Navigating 'club rugby on steroids' is tough says White
REACTION: Jake White, the Bull’s Director of Rugby, says the Champions Cup is club rugby on steroids but navigating the challenges to compete against the best teams out there takes its toll.
White tried to explain the calibre of the competition with teams like Leicester, Stade Rochelais and the likes.
"I believe we will grow and we will just get better and better. But I'm also a realist. If you see La Rochelle play Leicester guys, if you see those games last weekend. You see La Rochelle running out at Leicester Tigers. It's a different level altogether. It's club rugby on steroids."
In the Champions Cup game at Loftus on Saturday, Bordeaux scored five tries in the second half and the Bulls were clearly slower out of the blocks to plug all the holes.
White hinted that his team was tired and flat due to their heavy traveling schedule and could not make use of the altitude to get on the front foot.
"I’d like to believe it’s due to the traveling. Coming back from Bristol, getting here on Monday, having flown via Dubai. It’s quite bizarre, because we fly London, Dubai, Dubai, Joburg," he explained.
"The team we play against flies from Paris to Joburg. So it’s quite weird you know. We end up playing against the same team. But we’ll get there. I don’t want to sound like I am moaning and whinging.

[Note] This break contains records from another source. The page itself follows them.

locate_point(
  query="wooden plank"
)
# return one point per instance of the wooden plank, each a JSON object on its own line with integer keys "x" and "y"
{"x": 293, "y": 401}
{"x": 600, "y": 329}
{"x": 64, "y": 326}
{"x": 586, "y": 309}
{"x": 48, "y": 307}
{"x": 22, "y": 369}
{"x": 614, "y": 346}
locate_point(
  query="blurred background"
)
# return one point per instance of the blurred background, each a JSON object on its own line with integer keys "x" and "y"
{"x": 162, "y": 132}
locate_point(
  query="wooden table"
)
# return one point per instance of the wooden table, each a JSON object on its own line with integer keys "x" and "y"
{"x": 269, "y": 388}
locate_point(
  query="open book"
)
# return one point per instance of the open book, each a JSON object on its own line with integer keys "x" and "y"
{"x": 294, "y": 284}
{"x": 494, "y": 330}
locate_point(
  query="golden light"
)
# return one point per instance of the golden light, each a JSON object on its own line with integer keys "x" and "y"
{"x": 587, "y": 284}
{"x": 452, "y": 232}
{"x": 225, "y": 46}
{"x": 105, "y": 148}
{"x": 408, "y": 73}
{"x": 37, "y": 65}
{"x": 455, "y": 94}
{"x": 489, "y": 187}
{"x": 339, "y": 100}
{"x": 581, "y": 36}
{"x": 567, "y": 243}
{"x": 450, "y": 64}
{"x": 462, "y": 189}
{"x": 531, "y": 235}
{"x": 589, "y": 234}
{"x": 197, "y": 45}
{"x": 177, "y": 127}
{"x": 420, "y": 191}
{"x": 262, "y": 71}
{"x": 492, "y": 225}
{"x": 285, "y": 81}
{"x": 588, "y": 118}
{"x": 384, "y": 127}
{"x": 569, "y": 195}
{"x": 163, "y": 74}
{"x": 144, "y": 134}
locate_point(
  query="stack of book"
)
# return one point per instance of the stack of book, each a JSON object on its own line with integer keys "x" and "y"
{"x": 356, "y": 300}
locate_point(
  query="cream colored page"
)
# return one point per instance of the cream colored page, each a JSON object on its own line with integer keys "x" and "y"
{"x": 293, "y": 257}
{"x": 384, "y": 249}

"We are very lucky, our owners pay for business class for our players so we are even better off than the other teams. But there is no doubt that if we can go via London, straight from London to Bristol, London and straight onto Joburg, we would’ve got here earlier Monday morning.
"By the time we got to Loftus on Monday, it was after two in the afternoon. Considering you play Saturday night and you only get home on Monday after lunch, it’s a long haul," he said.

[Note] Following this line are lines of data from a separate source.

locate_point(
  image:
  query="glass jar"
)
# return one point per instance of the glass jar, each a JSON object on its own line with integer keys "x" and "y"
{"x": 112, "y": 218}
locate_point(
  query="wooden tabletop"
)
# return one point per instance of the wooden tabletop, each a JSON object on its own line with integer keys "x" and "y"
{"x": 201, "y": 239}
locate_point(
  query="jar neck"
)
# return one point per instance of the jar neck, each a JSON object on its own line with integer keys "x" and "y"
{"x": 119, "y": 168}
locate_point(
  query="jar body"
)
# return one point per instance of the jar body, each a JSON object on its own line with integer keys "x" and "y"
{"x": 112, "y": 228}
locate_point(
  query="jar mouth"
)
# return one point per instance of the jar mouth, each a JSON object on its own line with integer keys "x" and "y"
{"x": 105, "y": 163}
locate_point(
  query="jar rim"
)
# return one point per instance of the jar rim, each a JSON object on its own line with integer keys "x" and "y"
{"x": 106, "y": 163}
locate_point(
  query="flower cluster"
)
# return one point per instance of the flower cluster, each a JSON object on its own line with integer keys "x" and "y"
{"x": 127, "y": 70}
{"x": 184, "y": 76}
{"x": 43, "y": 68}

"It’s been a bit of a slog, back and forth. We really looked flat today. I don’t know why but we looked flat. We didn’t get to the breakdowns, we turned the ball over a few times. We just looked like we were dead on our feet.
"I know they were too, but you talk about altitude and speed and pace and tempo of the game, we looked as though sometimes we were one or two yards behind the ball as well."

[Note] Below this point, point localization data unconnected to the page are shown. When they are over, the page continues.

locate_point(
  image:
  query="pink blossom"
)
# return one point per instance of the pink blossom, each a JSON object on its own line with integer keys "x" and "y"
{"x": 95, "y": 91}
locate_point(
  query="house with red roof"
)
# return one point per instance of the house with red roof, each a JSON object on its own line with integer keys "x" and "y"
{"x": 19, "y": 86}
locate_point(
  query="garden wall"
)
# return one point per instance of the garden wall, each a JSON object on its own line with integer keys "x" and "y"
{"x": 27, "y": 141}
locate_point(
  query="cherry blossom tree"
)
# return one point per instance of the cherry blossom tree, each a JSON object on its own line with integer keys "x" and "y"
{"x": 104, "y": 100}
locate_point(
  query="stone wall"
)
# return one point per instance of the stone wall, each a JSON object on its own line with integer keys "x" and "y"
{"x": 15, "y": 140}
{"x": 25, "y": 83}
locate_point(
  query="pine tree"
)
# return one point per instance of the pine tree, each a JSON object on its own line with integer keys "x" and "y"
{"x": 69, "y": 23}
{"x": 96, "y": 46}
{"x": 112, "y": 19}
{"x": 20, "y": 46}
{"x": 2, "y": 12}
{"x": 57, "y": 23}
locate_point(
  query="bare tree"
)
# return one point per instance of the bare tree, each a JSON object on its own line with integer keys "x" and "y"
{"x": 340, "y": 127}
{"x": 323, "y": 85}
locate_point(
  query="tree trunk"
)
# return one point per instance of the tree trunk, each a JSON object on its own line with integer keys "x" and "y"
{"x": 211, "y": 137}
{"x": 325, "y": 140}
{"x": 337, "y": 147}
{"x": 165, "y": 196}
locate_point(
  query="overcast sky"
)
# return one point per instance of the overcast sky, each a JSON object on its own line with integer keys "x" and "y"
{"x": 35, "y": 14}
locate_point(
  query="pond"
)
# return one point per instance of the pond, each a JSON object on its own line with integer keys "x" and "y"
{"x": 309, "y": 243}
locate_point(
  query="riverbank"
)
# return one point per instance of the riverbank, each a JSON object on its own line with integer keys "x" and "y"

He remained positive about the outcome, having beaten a side that has not conceded 46 points in a long time.
"We will take the win and the energy it brings and hopefully, if things go according to plan, we finish second to get a home top 16. That’s not a bad place to be as a young group of players.
"It is disappointing, of course, you want to make sure that you stay in the fight, but we still managed to win with that group of players at the end.
"Cause we could quite easily have thrown it away… Some would say to me maybe I should’ve kept the team on for longer, I changed the front row after 50 minutes, I put all the guys that were on the bench on.
"The reason is I want them to experience that pressure.
"You can’t teach that to someone at training. So I am very happy that they found a way to manage the last five or six minutes and get a win.
"I’m trying hard to digest what actually happened there. At halftime, we probably thought we could get a 36 points difference, which meant that we would’ve come first,” White said.
"I thought we probably got seduced a little bit by the style - we probably started thinking like it’s a sevens game. That probably helps them because you could see that they are a good team.
"But I can’t be cross with them. Four of the forwards who played today are 21 and under: JF van Heerden is 19, Cameron 21, Jan-Hendrik 22, Reinhardt Ludwig 21.
"Now if you consider that this is the next step to Test-match rugby, then the only way you are going to learn is through these tests. One of the things that I will debrief when I sit with them is that we’ve got to be a little more streetwise - and that only comes with time.
"You don’t score 46 points against Bordeaux... If you go and look at how many times they have conceded 46 points, it’s not often. They have been dominating in France, even away from home.
"So, I’m happy, and there will be lessons that we will learn. But it’s always nice to learn lessons when you’ve won. It would have been a different speech if we had thrown that away."